The linear correlation coefficient is also called the Pearson correlation coefficient, and therefore, starting with Excel 2007, you can use the PEARSON function with the same arrays.
Graphic display of the correlation analysis in Excel is performed using the "Charts" panel with the choice of "Scatter chart".
After specifying the source data we get the graph.

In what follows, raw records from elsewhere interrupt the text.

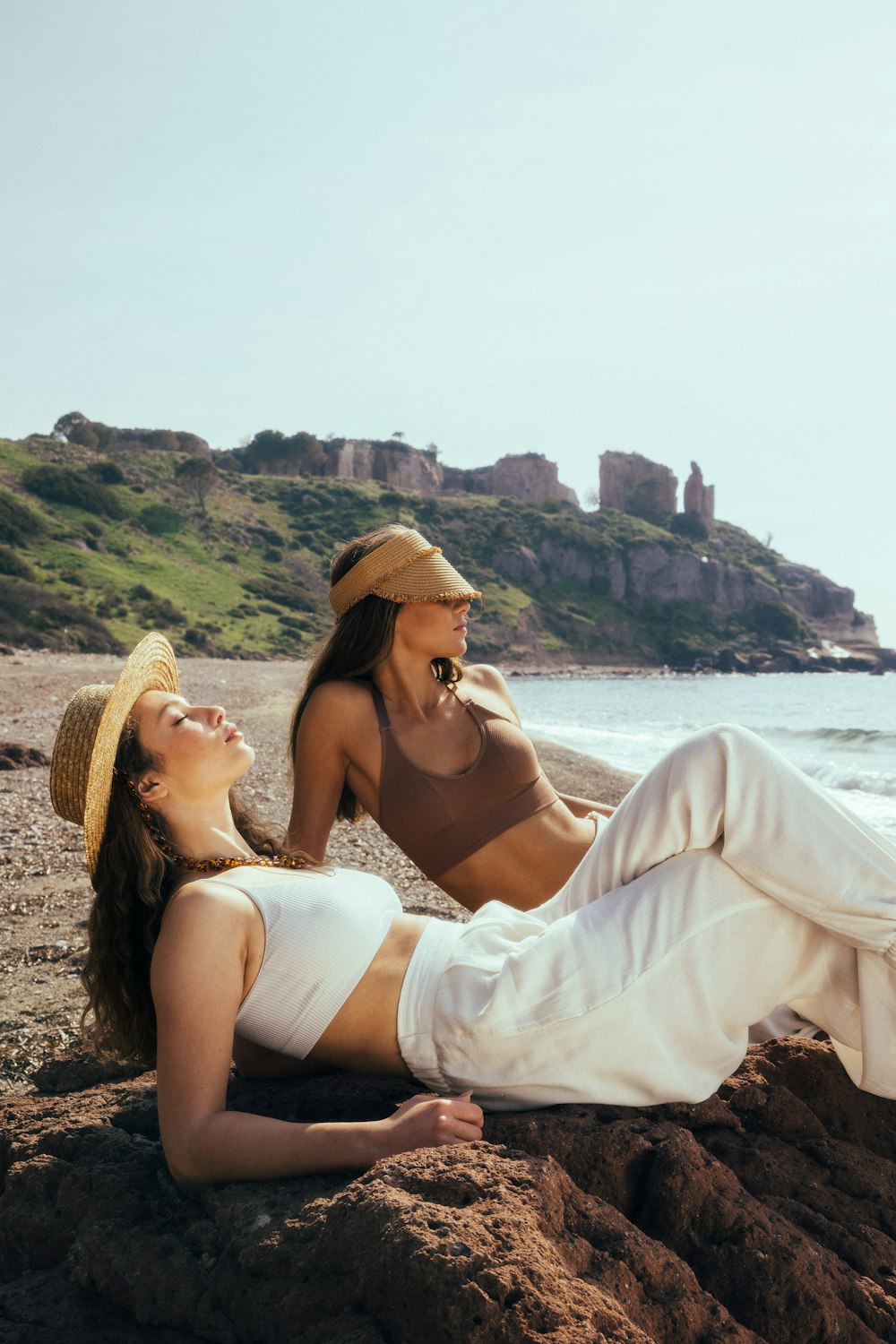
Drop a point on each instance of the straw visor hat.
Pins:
(405, 569)
(88, 738)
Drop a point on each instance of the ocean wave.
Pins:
(879, 782)
(840, 737)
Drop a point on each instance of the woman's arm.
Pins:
(319, 765)
(487, 677)
(198, 981)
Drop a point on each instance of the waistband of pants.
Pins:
(417, 1002)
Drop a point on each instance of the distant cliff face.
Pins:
(397, 465)
(520, 476)
(633, 484)
(700, 499)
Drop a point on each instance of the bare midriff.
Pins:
(363, 1035)
(524, 866)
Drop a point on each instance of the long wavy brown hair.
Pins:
(359, 640)
(134, 883)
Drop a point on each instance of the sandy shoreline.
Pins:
(45, 894)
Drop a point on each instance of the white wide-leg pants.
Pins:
(724, 884)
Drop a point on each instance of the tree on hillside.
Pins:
(199, 478)
(281, 454)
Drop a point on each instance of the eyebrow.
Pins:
(169, 704)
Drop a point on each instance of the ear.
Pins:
(151, 790)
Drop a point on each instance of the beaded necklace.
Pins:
(222, 863)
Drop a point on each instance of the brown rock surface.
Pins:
(700, 499)
(633, 484)
(766, 1212)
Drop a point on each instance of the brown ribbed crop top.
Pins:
(443, 819)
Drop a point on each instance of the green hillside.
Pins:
(97, 550)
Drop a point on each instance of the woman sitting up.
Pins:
(207, 945)
(390, 723)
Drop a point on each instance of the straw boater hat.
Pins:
(88, 738)
(405, 569)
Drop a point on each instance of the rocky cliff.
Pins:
(521, 476)
(633, 484)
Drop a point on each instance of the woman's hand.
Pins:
(429, 1121)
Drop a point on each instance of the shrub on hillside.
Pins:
(774, 621)
(160, 519)
(39, 620)
(105, 472)
(691, 526)
(69, 486)
(13, 564)
(18, 523)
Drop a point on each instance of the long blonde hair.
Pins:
(359, 640)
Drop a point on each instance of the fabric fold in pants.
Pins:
(638, 997)
(778, 830)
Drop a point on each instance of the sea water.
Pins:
(839, 728)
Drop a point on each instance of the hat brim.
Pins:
(427, 578)
(151, 667)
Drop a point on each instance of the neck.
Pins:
(410, 685)
(206, 831)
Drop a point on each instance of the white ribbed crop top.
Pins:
(323, 927)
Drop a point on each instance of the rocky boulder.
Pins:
(767, 1212)
(633, 484)
(700, 499)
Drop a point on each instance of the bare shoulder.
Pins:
(487, 683)
(207, 900)
(333, 701)
(484, 675)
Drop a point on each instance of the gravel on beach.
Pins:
(45, 892)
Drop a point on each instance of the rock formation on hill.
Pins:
(763, 1214)
(522, 476)
(700, 499)
(633, 484)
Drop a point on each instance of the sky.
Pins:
(500, 226)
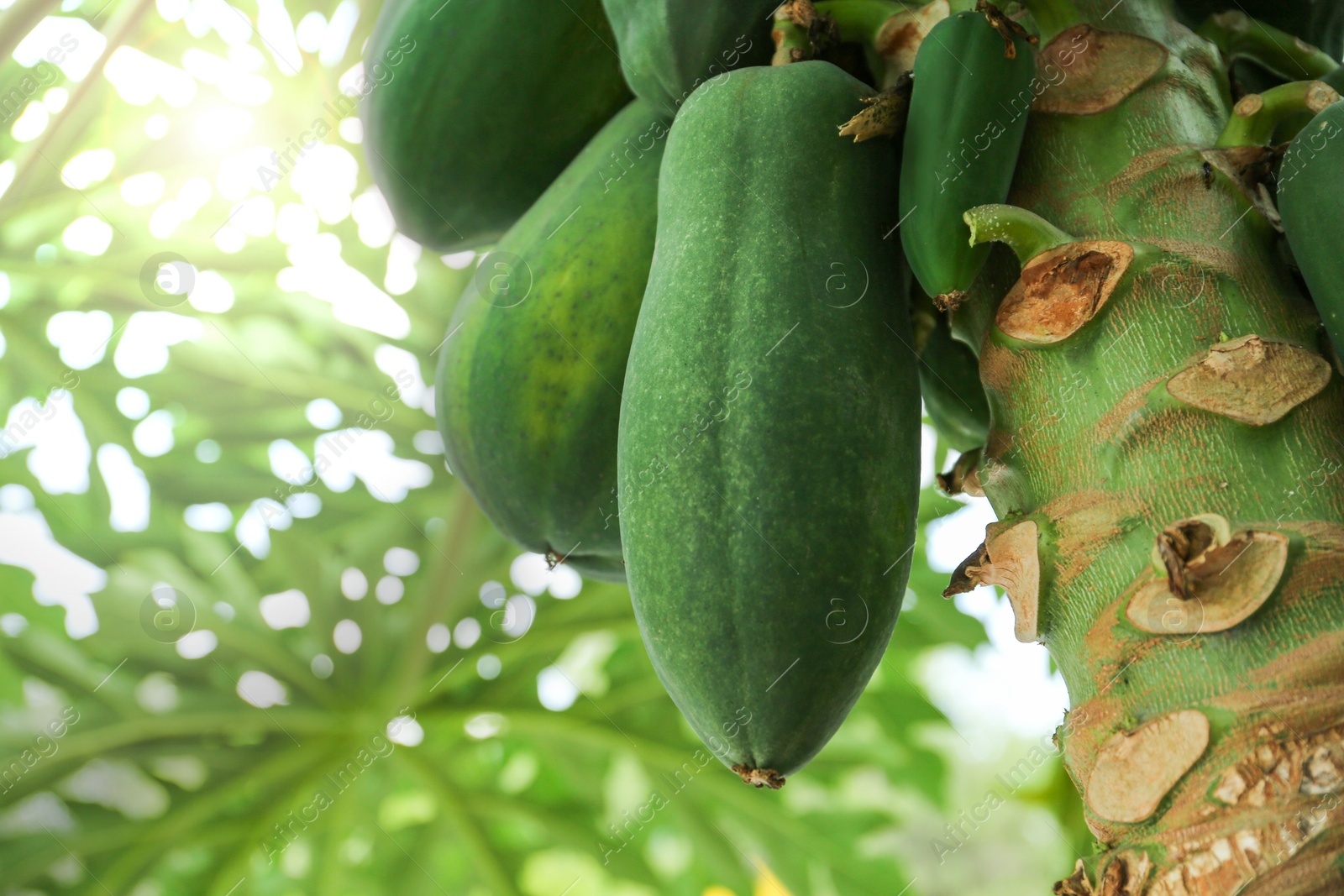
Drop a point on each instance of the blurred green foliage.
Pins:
(265, 763)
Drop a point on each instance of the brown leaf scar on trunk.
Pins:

2. Estimation of the significance of the pair correlation coefficient using Student's t-test. Calculated t-value сравнивается с табличной (критической) величиной of this indicator from the corresponding table of values of the parameter in question, taking into account a given level of significance and the number of degrees of freedom. This assessment is carried out using the function TINV (probability; degrees_freedom).
3. Matrix of pair correlation coefficients.The analysis is performed using the “Data Analysis” tool, in which the “Correlation” is selected. Statistical evaluation of pair correlation coefficients is carried out when comparing its absolute value with a tabular (critical) value. If the calculated pair correlation coefficient exceeds the critical one, we can say, given the given degree of probability, that the null hypothesis about the significance of a linear relationship is not rejected.
Use in scientific research methodcorrelation analysis allows to determine the relationship between various factors and performance indicators. It should be borne in mind that a high correlation coefficient can also be obtained from an absurd pair or a variety of data, and therefore this type of analysis should be carried out on a sufficiently large data array.
After obtaining the calculated value of r itIt is desirable to compare with r critical to confirm the statistical reliability of a certain value. Correlation analysis can be carried out manually using formulas, or using software tools, in particular MS Excel. Here you can build a scatter diagram (dispersion) in order to visualize the relationship between the studied factors of correlation analysis and the resultant mark.